From a baseball perspective, this game proved to be one of the more unusual ones that I've seen. The Red Sox were a very, very good team in 2018, coming into this game with a record of 68 wins against 30 losses. They would go on to win 108 games and win the World Series in 2018; this wasn't just a good team, but a historically great team, arguably the best team of the last decade. They would be sending David Price to the mound on this evening, and if he wasn't quite as dominant in 2018 as he had been earlier in his Tampa Bay or Detroit days, Price was still a quality starter. As for the Tigers, they had fielded a series of excellent squads in the first half of the 2010s, and then the team eventually became too old and crippled by ill-considered longterm contracts. By the 2018 season, the Tigers were in full "rebuilding" mode and going with a youth movement, resulting in a squad that was still a number of years away from being competitive again. They came into this game with a record of 41-57, which is about what everyone had expected from them. The Red Sox were the heavy favorite in this particular game, and I noticed right away that the Boston hitters were all sporting on-base percentages 50 to 100 points better than their Detroit counterparts. It's very hard to beat a visiting team when they outmatch the home team that badly at every position, much less when they also have a superior pitcher on the mound as well.

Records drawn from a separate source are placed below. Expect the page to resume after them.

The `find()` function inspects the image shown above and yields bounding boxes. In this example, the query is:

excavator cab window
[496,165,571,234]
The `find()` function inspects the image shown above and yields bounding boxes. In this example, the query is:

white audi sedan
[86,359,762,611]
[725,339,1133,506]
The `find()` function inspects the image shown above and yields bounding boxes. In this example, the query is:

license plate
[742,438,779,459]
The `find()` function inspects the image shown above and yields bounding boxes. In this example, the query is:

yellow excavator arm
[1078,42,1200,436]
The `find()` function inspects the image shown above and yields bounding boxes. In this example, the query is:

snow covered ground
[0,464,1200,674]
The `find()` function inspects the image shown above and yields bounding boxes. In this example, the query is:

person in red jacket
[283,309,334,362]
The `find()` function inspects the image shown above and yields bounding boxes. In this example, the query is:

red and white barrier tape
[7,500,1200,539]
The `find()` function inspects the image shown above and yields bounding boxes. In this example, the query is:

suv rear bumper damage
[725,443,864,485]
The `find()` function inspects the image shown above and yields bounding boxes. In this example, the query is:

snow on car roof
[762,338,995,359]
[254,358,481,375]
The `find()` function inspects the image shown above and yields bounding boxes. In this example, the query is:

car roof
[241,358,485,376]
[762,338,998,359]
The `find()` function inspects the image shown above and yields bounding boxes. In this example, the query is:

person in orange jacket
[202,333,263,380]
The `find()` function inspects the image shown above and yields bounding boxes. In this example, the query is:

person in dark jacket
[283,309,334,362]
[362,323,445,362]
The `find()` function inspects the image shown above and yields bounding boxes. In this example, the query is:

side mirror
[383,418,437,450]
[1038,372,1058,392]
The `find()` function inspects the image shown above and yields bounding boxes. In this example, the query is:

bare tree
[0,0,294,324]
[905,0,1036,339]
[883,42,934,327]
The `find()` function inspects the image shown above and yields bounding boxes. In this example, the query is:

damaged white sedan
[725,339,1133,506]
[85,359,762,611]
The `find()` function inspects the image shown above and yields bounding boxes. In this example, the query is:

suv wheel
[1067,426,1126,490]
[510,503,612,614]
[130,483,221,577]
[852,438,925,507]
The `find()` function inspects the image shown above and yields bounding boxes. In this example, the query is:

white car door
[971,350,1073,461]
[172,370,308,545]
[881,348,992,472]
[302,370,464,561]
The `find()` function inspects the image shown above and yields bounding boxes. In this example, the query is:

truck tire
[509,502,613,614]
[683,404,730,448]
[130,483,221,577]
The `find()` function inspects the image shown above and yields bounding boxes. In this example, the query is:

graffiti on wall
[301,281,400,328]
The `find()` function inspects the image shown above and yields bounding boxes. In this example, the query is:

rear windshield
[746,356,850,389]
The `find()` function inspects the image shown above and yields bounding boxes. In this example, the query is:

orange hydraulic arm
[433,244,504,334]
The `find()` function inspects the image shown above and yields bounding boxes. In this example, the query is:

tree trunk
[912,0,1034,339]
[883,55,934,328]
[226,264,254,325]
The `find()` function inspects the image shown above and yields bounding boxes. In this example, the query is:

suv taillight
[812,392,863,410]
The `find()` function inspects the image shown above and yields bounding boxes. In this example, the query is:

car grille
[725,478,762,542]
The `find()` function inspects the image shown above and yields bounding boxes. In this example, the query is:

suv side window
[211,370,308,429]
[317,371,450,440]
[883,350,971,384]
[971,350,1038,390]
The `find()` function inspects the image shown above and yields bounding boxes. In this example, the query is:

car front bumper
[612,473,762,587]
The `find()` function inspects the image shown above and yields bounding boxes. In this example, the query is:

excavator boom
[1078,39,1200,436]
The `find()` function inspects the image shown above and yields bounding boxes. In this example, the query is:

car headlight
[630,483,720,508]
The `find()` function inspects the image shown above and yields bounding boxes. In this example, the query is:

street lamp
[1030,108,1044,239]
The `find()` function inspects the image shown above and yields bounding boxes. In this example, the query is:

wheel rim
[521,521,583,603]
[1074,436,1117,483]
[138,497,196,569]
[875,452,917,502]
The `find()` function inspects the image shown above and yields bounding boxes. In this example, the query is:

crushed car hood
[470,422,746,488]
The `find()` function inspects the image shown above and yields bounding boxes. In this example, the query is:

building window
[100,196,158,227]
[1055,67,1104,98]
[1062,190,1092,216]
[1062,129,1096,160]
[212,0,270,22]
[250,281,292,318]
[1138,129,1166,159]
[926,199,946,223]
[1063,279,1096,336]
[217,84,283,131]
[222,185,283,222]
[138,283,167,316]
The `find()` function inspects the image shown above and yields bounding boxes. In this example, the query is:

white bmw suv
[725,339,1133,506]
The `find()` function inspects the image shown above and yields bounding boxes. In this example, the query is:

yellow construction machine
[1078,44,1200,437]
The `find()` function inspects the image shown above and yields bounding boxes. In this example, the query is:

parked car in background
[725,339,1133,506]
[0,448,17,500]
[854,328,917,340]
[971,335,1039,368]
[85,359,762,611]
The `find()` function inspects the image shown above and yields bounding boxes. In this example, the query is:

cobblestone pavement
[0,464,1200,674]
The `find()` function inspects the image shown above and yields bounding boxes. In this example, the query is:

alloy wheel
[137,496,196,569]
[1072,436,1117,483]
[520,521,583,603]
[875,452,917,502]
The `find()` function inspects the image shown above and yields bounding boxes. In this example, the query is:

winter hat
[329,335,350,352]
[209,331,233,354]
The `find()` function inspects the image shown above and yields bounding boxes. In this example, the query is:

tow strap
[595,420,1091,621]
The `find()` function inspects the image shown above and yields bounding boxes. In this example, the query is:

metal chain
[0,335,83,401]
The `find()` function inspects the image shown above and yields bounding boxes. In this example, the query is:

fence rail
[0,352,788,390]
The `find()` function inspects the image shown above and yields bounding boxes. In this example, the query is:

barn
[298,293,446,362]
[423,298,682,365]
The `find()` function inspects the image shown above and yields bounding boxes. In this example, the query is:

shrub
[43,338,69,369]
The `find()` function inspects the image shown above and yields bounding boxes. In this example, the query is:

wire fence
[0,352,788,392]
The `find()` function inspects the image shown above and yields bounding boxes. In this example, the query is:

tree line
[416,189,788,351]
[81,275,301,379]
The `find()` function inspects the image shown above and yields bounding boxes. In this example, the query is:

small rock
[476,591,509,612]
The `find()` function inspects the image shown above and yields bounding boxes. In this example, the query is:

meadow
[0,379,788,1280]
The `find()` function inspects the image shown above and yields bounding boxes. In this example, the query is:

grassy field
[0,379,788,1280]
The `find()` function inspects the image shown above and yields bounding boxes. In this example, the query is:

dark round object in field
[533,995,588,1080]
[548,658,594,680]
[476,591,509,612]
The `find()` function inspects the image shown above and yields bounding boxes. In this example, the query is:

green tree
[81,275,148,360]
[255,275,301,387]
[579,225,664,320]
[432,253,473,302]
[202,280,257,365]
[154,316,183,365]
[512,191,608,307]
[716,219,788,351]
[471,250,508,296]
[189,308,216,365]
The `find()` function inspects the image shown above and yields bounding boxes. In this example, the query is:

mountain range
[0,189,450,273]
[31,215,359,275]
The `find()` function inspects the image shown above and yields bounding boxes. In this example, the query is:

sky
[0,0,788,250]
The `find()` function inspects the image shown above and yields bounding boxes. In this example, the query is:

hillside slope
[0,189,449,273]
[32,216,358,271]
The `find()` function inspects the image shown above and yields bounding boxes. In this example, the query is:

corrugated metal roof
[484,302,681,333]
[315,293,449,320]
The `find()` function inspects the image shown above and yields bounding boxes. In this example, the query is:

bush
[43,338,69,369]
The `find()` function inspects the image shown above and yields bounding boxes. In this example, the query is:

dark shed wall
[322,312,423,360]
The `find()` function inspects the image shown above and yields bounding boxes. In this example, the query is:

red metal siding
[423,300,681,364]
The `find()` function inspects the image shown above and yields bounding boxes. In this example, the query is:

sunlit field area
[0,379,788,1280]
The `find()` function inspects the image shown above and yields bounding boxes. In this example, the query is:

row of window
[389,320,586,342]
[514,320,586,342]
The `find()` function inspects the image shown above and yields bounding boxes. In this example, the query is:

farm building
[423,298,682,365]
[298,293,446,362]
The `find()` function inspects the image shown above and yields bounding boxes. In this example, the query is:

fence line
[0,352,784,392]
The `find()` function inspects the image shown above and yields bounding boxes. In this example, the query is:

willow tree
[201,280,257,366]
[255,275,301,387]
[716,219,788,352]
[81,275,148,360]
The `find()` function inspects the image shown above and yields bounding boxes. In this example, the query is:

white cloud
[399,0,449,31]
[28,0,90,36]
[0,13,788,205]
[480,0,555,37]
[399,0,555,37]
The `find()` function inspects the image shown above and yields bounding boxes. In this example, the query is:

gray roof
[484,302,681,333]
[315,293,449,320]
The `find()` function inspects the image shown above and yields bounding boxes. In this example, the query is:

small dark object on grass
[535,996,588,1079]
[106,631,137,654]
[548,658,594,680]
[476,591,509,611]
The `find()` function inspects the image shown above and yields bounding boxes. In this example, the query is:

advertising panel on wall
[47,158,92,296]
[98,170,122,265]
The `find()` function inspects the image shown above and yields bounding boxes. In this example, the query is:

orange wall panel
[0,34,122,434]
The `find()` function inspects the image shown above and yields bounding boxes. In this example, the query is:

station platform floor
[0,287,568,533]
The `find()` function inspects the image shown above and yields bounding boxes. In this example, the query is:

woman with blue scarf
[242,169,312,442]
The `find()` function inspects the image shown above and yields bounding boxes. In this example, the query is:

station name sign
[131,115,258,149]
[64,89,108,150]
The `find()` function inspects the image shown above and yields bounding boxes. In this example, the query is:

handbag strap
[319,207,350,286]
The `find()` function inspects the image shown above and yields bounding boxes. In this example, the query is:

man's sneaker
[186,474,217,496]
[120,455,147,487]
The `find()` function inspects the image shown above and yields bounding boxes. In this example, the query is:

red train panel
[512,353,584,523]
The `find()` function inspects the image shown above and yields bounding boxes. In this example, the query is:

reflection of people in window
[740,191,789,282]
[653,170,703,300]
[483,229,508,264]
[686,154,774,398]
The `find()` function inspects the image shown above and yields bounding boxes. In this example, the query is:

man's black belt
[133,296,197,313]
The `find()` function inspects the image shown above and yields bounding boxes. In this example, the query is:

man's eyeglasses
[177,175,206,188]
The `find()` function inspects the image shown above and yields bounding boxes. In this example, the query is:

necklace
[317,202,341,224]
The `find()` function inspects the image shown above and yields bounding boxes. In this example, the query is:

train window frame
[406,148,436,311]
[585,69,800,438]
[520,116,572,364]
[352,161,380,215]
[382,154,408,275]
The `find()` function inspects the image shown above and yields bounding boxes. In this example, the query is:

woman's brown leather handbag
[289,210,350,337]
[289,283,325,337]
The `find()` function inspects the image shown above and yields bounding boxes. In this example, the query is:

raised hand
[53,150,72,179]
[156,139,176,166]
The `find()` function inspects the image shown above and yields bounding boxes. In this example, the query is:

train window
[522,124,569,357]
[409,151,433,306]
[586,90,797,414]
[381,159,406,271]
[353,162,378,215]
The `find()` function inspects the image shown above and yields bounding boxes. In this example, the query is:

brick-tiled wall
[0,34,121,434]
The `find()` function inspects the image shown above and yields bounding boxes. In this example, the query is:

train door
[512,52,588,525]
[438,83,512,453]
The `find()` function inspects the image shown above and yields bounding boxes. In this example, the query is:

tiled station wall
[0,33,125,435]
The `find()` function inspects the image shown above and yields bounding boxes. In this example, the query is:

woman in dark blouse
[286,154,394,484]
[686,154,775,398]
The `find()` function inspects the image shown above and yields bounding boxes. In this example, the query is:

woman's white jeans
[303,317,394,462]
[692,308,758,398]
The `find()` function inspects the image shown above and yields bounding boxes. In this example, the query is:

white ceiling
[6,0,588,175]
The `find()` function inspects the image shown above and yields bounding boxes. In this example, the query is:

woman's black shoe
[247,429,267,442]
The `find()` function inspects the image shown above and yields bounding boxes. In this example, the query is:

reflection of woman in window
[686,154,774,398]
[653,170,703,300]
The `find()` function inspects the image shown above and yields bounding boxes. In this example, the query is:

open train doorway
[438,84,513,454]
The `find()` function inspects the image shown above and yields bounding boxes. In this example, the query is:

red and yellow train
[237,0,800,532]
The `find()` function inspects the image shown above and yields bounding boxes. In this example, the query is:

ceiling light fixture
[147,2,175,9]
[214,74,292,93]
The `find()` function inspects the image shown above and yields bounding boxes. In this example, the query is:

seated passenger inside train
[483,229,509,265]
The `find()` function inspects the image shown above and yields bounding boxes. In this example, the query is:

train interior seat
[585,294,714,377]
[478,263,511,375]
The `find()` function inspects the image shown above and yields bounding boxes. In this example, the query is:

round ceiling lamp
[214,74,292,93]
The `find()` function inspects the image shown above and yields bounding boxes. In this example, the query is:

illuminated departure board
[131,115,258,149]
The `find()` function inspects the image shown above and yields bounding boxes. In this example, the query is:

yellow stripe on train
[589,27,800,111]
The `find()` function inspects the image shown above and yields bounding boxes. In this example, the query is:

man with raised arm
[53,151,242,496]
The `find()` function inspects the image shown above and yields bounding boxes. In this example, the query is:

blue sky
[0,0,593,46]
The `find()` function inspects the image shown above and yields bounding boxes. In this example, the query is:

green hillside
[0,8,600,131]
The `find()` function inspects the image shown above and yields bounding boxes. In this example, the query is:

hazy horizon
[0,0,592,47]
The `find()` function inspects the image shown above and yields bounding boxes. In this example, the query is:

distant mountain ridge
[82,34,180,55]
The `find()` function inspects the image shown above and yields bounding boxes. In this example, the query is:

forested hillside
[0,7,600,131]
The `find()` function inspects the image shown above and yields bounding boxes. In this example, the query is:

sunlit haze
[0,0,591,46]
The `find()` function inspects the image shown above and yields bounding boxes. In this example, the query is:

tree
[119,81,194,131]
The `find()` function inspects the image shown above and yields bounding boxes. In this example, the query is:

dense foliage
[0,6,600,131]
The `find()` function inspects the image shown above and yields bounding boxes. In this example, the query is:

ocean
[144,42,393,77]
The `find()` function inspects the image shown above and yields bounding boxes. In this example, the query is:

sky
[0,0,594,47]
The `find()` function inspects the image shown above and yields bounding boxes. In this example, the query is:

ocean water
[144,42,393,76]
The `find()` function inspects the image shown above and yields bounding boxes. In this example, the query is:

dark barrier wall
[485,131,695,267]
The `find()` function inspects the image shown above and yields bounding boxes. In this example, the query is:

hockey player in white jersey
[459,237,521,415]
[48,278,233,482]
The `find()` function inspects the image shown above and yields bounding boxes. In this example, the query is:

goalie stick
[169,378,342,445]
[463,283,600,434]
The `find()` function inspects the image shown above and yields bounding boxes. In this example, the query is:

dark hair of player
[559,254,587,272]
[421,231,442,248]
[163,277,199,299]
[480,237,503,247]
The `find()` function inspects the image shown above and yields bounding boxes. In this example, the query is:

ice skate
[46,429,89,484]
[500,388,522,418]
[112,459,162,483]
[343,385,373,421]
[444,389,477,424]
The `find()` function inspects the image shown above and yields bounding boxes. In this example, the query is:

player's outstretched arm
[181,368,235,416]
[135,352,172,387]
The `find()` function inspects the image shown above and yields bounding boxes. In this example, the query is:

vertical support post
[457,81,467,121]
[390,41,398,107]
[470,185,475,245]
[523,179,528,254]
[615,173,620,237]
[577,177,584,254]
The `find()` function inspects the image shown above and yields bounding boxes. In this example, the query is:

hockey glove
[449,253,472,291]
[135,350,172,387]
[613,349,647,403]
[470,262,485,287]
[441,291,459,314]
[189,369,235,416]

So what happened in this game? Matthew Boyd, the pitcher for the Tigers, retired the leadoff Boston hitter and then gave up a walk and a single, followed by an RBI double hit by Steve Pierce. Boyd had retired exactly one batter and there was already one run in, with additional Boston hitters on second and third. He worked his way out of that jam by getting an out at the plate when J.D. Martinez recklessly tried to score from third on an infield grounder, then Boyd followed it up with another ground ball out to end the inning. Meanwhile David Price was cruising for the Red Sox, retiring the first nine Detroit hitters in order and looking so dominant that a no-hitter seemed like a realistic possibility. Then Price started to unravel in the 4th inning, yielding three straight singles to load the bases... only to get the next three hitters out in order to end the inning with no runs given up. And that was the way that the rest of the game went, with both teams repeatedly getting runners on base only to fail to score them in various different ways. The Red Sox and Tigers each stranded 9 runners on base and went a combined 3 for 18 with runners in scoring positiong. The final score: a 1-0 victory for Boston. Seriously, the visiting team scored in the first five minutes of the game and there were no more runs to cross the plate for either team the rest of the way. Unbelievable. Here's the game link at Baseball Reference for the curious.

Anyway, I wasn't at the game to root for any particular team to win. (OK, I was hoping that the Red Sox would lose, to be honest.) I had gone to Comerica Park to experience the atmosphere at the ballpark, everything from watching the pregame introductions for the Detroit players to seeing the silly race that took place between innings. Of course it was people dressed up in little car outfits, this being Detroit and all. It was pleasant simply being outside on a lovely night, watching the sun set in the distance and the lights come on across the heart of the city. Given that I had been up since very early in the morning, I was more than ready to retire back to my hotel at the end of the night and catch some sleep.

This was my one day devoted to exploring the city of Detroit, knowing that there were plenty of things that I was unable to visit for lack of time. The next day I would be staying in Michigan and driving about to some of the major attractions in the southeastern part of the state: the Ford Rouge Factory, the state capital in Lansing, and the University of Michigan in Ann Arbor. This vacation roadtrip was only just getting underway.